The suspect has been called evil. The suspect, should remain nameless in order to stop others who do this kind of depthless malevolent act for notoriety’s sake. And so our governor has said with more force than any other statement among those who speak for a living, “I refuse to say his name.”
THE MARCH TOWARD HEALING
Grief has no time limits or expiration date. Some will recover and move on, quicker than one would think possible. For some, this “incident” will haunt their thoughts for years. For those closest to the families of the victims their lives are changed forever.
But as a society, we must move forward. We must ask why and change where we can. We must do things to stop this from happening again.
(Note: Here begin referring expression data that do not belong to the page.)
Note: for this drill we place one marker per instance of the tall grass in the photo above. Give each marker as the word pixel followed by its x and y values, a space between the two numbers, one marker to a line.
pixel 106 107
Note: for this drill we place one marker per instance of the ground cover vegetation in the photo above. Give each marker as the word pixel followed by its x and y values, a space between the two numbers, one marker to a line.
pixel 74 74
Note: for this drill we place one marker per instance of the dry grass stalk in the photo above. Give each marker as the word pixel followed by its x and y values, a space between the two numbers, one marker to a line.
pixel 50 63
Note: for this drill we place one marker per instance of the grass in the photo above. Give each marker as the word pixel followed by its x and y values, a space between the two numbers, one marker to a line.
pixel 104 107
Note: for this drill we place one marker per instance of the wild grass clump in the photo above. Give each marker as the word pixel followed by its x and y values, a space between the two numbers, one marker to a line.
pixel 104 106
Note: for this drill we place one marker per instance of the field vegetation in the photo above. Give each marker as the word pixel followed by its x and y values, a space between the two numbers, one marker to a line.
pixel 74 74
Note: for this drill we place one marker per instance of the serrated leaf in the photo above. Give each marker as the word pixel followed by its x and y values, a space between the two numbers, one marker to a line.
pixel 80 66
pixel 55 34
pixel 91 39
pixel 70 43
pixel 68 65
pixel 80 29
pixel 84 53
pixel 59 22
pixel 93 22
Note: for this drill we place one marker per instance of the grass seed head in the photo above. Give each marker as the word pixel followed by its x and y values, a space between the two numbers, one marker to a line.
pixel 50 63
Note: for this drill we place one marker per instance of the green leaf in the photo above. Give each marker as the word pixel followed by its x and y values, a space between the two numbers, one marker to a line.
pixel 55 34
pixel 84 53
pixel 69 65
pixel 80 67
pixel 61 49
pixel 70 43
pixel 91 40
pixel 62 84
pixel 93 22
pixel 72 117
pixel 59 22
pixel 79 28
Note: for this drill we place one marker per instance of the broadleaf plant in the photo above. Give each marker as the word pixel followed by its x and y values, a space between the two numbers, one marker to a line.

Personally, I believe in what the young couple who survived said. They had protected their children in the incident. And they remained upset and frightened afterwards. But they said it is important to love one another. To be nice to each other.
Funny, that is what’s carved on my daughter’s gravestone too: “Be nice, God loves you.”
So, if you see a “shy” or “lonely” looking person today, try to make a point of saying hello. Get to know him or her. It isn’t just a nice thing to do. You may be saving someone’s life.